I took those findings and made a presentation at the end of the week. And then I introduced them to BEM. They loved it and surprisingly my biggest ally ended up being the Director of Product. I think he understood the story I told and could understand how fixing problems like the one I surfaced could speed up development, so it's a win for everyone: engineering, product, and the customers. More product, consistently made, with consistent UX -- faster. So we ran with it, BEM changed a lot for us, in a positive way of course.

Fast forward to 18 months ago or something and I'm doing work for a front-end team and... they use MUI. It's not my first choice, my biggest problem with it is that components have way too many props. It's too much to learn and in the name of being agnostic about as much as possible. That's great for a component library that you want to build your own on top of, but many companies don't think of it exactly like that. They might make their own abstractions on top of them to style them or change behavior, but they usually allow for all props of the based component to be passed in as well. For a library like MUI, that means a lot of props, which allow for a lot of variation, className being the worst of them.

That is to say, this company, like many others, made their own dialogs, drop downs, etc, but they allow for className too, well "classes" in the MUI world.
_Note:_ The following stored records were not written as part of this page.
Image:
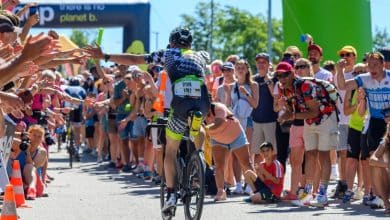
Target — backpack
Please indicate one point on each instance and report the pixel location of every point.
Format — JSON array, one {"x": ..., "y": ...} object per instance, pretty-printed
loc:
[
  {"x": 332, "y": 95},
  {"x": 211, "y": 186}
]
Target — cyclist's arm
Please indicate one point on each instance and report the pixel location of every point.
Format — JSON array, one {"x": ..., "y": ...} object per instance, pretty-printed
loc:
[
  {"x": 348, "y": 107},
  {"x": 126, "y": 59},
  {"x": 254, "y": 98},
  {"x": 134, "y": 101},
  {"x": 216, "y": 124}
]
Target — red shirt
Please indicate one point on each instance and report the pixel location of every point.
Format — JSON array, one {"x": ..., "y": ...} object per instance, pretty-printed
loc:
[
  {"x": 276, "y": 170},
  {"x": 303, "y": 91}
]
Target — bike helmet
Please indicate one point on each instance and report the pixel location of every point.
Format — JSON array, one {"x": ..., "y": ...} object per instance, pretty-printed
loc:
[
  {"x": 75, "y": 81},
  {"x": 181, "y": 36}
]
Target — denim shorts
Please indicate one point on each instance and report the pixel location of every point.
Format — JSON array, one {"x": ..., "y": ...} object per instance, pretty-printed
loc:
[
  {"x": 249, "y": 123},
  {"x": 139, "y": 127},
  {"x": 127, "y": 132},
  {"x": 239, "y": 142}
]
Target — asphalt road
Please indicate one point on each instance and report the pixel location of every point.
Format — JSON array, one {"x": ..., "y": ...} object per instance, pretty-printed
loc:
[{"x": 91, "y": 191}]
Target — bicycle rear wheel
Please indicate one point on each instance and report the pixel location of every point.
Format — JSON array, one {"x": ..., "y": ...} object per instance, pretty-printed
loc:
[
  {"x": 163, "y": 192},
  {"x": 71, "y": 149},
  {"x": 193, "y": 203}
]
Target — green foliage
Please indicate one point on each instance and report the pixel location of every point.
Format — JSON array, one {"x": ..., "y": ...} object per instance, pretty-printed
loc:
[
  {"x": 381, "y": 38},
  {"x": 235, "y": 31}
]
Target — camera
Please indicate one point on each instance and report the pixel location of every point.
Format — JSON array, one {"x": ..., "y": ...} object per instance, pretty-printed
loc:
[
  {"x": 386, "y": 112},
  {"x": 48, "y": 138},
  {"x": 42, "y": 120},
  {"x": 33, "y": 10},
  {"x": 25, "y": 142}
]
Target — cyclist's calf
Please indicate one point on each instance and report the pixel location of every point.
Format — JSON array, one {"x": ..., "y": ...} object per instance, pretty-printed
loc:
[{"x": 199, "y": 139}]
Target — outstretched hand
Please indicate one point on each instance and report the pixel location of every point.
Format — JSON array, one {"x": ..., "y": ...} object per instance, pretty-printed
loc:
[
  {"x": 94, "y": 52},
  {"x": 37, "y": 46}
]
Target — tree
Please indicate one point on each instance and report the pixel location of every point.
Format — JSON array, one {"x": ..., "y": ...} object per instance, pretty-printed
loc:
[
  {"x": 235, "y": 32},
  {"x": 381, "y": 38}
]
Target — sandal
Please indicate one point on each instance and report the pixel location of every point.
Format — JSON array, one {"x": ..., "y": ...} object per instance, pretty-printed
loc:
[
  {"x": 31, "y": 194},
  {"x": 221, "y": 196}
]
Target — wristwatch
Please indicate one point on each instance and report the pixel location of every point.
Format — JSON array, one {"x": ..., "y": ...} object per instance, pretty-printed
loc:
[{"x": 107, "y": 57}]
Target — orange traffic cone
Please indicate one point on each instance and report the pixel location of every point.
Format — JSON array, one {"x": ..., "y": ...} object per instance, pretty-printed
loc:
[
  {"x": 17, "y": 182},
  {"x": 8, "y": 211},
  {"x": 39, "y": 186}
]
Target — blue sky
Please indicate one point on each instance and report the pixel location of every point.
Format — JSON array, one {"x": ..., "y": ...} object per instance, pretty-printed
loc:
[{"x": 165, "y": 15}]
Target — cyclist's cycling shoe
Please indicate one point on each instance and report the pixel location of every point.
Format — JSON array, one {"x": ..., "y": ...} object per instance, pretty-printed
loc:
[
  {"x": 170, "y": 203},
  {"x": 77, "y": 157}
]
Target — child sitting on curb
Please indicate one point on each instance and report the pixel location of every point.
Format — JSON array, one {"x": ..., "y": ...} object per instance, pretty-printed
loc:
[{"x": 270, "y": 172}]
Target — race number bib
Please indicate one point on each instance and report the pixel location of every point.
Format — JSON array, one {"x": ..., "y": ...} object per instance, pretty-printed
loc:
[{"x": 188, "y": 87}]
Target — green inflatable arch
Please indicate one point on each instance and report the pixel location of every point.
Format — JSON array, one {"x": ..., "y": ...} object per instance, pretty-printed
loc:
[{"x": 332, "y": 23}]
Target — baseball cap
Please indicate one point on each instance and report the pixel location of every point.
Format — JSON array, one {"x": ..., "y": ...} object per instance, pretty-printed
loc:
[
  {"x": 315, "y": 47},
  {"x": 262, "y": 55},
  {"x": 283, "y": 67},
  {"x": 6, "y": 25},
  {"x": 347, "y": 49},
  {"x": 227, "y": 65},
  {"x": 385, "y": 51}
]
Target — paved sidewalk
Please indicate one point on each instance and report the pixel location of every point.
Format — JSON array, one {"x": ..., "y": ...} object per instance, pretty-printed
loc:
[{"x": 90, "y": 191}]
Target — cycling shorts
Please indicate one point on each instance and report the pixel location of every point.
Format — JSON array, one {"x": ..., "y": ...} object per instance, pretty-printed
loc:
[{"x": 178, "y": 122}]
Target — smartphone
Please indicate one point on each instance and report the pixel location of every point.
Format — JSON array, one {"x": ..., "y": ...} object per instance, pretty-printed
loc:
[
  {"x": 33, "y": 10},
  {"x": 386, "y": 112},
  {"x": 53, "y": 34},
  {"x": 26, "y": 96},
  {"x": 8, "y": 86}
]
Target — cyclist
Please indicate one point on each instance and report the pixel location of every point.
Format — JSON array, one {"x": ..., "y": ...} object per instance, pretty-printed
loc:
[
  {"x": 76, "y": 117},
  {"x": 186, "y": 69}
]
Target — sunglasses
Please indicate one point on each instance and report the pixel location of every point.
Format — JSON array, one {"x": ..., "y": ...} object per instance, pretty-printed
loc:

And they use classes... a lot. Oof. Yeah, dozens of variations of everything, even a regular old button was being styled on pretty much every page. Drop downs were very difficult to make, because they had to be composed of multiple components; some others were like this too.

The question is: how can we create an atomic, self-documenting, easy to use components when they can be heavily altered by external sources? It's really just not possible. You could improve on some of those desired characteristics, sure, but you won't get too far using the general approach they did when abstracting MUI.

That which can be abused will. That should be a rule in engineering. We have a rule about always sanitizing inputs because they can be abused otherwise, it's not too dissimilar.

The company wanted to create a second offering, so it was the perfect time to introduce a real component library and a monorepo. No more className, classes, etc. The words variation, variant, and pattern were used a lot in the months following. No more one-off styles. For example you can style a button by changing it's variant (primary, secondary, danger, etc) and it's size prop (small, medium, large) -- that's it. If I saw someone doing otherwise in pull requests, I'd teach them the ways. It was easier to get people to adopt than BEM really, it's far less structured.

So we lifted and shifted the components we had into their own package, but dramatically altered how we created them. Once we were done migrating the bulk of it, we were free to create the second product. There was more involved of course, but this post is just about component libraries.

Magic. The UI became so much easier to work on, it's difficult to express. I think the big shift was essentially moving from writing css all of the time to rarely since we could simply use props like variant and size props to compose the correct styling, effortlessly.